Over the last year, every conversation about compute seems to orbit around GPUs, model sizes, and training runs. But underneath all of that hype sits something much less glamorous and far more painful: the physical reality of building and operating AI-dense infrastructure.
Many organizations are discovering this the hard way. You can buy racks of accelerators, but unless the entire power, cooling, and networking stack is prepared, those boxes turn into very expensive space heaters. I’ve seen deployments stall for weeks, not because of software issues, but because the data center simply wasn’t designed for the thermal and electrical footprint of current-generation accelerators.
This article is my attempt to lay out the “real stuff” behind AI infrastructure, not the glossy diagrams vendors publish, but the engineering constraints practitioners actually deal with.
Why AI Workloads Break Traditional Data Centers
A typical enterprise rack, say, with 10–15 kW of draw, has a pretty predictable thermal profile. Even if the servers are busy, the airflow, PDUs, and breakers rarely get pushed to their limits.
Accelerator racks are an entirely different animal.
- 40–60 kW per rack is increasingly normal.
- Liquid cooling becomes mandatory above ~35 kW.
- Traditional cold-aisle/hot-aisle designs buckle under GPU thermals.
Organizations often assume they can “just drop” AI racks into an existing row. The reality: you usually need to reorganize the entire power distribution path from the utility all the way down to the rack manifolds.
Power Becomes the First Constraint (Not GPUs)
A single rack of 8–16 accelerators easily pulls more sustained power than five or six traditional racks combined. And unlike CPU workloads, AI workloads run at high utilization for long windows, hours, or sometimes days.
That continuous load exposes weaknesses that normal enterprise systems can hide:
- UPS segments that were never meant to run at 90%+ sustained load
- PDUs that technically “support” the amperage but run hot near the limit
- Breakers derating under thermal stress
- Redundant paths that aren’t truly redundant once everything is under load
The number of AI deployments that accidentally overload a single PDU or UPS segment is surprisingly high.
Cooling: The Part Nobody Wants to Talk About
When a rack crosses 40 kW, air cooling basically gives up. In practice, you need direct-to-chip cold plates, backed by CDU (coolant distribution units), heat exchangers, and telemetry.
This part of AI infrastructure feels more like industrial engineering than traditional IT:
- Supply and return coolant lines
- Flow meters and leak detection
- Per-rack manifolds
- Rack-level CDUs feeding GPU loops
- Temperature delta monitoring at multiple points
And unlike power systems, cooling issues tend to appear suddenly.
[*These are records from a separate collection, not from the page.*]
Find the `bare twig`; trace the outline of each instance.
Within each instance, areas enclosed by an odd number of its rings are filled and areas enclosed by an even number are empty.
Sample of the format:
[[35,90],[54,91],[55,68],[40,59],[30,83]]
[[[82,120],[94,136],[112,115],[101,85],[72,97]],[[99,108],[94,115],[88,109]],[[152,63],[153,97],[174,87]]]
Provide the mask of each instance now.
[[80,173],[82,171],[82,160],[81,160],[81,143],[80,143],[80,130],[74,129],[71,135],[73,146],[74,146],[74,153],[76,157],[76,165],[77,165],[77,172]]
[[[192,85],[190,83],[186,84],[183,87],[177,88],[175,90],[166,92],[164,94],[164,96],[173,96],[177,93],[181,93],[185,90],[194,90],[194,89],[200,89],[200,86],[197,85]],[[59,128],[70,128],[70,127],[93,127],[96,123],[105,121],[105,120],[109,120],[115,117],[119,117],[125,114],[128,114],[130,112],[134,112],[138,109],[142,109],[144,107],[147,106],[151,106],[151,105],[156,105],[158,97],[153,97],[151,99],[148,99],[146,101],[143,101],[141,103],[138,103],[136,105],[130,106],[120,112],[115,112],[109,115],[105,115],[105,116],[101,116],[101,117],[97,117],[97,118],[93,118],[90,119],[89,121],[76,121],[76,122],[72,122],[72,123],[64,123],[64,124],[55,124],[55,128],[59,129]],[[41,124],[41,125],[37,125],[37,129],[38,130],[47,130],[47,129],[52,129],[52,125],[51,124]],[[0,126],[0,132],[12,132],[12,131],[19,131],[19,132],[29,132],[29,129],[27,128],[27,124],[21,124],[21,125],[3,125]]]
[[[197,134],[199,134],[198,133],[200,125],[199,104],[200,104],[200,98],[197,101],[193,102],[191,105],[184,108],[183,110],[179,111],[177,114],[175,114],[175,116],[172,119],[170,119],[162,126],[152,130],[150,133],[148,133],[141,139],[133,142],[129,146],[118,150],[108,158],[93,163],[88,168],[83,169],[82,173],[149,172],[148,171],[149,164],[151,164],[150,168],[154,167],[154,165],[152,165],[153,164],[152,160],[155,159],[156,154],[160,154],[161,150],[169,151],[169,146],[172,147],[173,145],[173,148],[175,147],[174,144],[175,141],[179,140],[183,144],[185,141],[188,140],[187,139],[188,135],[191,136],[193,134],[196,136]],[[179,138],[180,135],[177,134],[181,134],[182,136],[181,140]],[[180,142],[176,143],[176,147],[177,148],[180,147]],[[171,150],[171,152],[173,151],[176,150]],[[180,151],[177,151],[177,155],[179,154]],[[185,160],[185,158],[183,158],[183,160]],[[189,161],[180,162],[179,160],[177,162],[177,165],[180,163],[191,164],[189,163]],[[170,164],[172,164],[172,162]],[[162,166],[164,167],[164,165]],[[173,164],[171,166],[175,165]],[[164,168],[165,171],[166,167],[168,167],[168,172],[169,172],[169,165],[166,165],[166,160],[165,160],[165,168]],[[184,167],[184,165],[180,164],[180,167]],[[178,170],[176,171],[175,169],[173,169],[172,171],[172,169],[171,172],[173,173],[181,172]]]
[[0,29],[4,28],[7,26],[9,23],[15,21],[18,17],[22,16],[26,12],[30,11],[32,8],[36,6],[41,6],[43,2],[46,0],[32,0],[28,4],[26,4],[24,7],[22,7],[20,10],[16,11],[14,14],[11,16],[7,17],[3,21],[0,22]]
A small bubble in a coolant line can cause temperatures to spike in under a minute.

Networking: The Hidden Complexity Behind Training Clusters
People talk a lot about GPU interconnects (NVLink, xGMI, Infinity Fabric), but when you move beyond a few nodes, the network fabric becomes the real control point.
In most GPU clusters:
- Training traffic is east-west heavy.
- Lossless or near-lossless fabrics are required (RoCEv2 or IB).
- Switch buffering and QoS settings matter more than raw bandwidth.
- Oversubscription is a silent killer for multi-node jobs.
Good fabrics are expensive and operationally fragile. But bad fabrics cause intermittent training slowdowns that are nearly impossible to debug.
Scaling Beyond One Pod
Real AI deployments scale in “pods”: 128, 256, or 512 GPUs tightly interconnected. Connecting pods together introduces a new problem—network islands.
You can scale out, but if the inter-pod fabric isn’t carefully engineered, training workloads end up bottlenecked on a handful of uplinks.
This is where many organizations hit their second wall: the jump from “one pod works” to “three pods work as one cluster” is not linear. It is closer to exponential in complexity.
Practical Advice for Teams Building AI Infrastructure
If you’re designing your first or second AI-dense deployment, here are a few guidelines that come from painful experience:
- Never mix AI racks and traditional racks on the same PDU segment.
- Always oversize your cooling capacity by 20–25%. You will need it.
- Avoid cross-pod network dependencies unless absolutely necessary.
- Deploy monitoring before deploying hardware.
- Run stress tests with real GPU loads before you declare the environment “ready.”
I’ve seen facilities that passed every standard acceptance test fail within 45 minutes of starting an actual training run.
Final Thoughts
It’s easy to get drawn into the software excitement of AI, new models, new frameworks, and new papers every week. But the physical layer beneath all of this is what allows these systems to exist at scale.
If you’re building AI infrastructure, you are part of a field being reinvented in real time. The conversations today feel a lot like early cloud computing: chaotic, experimental, and full of unknowns. But the teams that take physical engineering seriously are the ones who actually ship.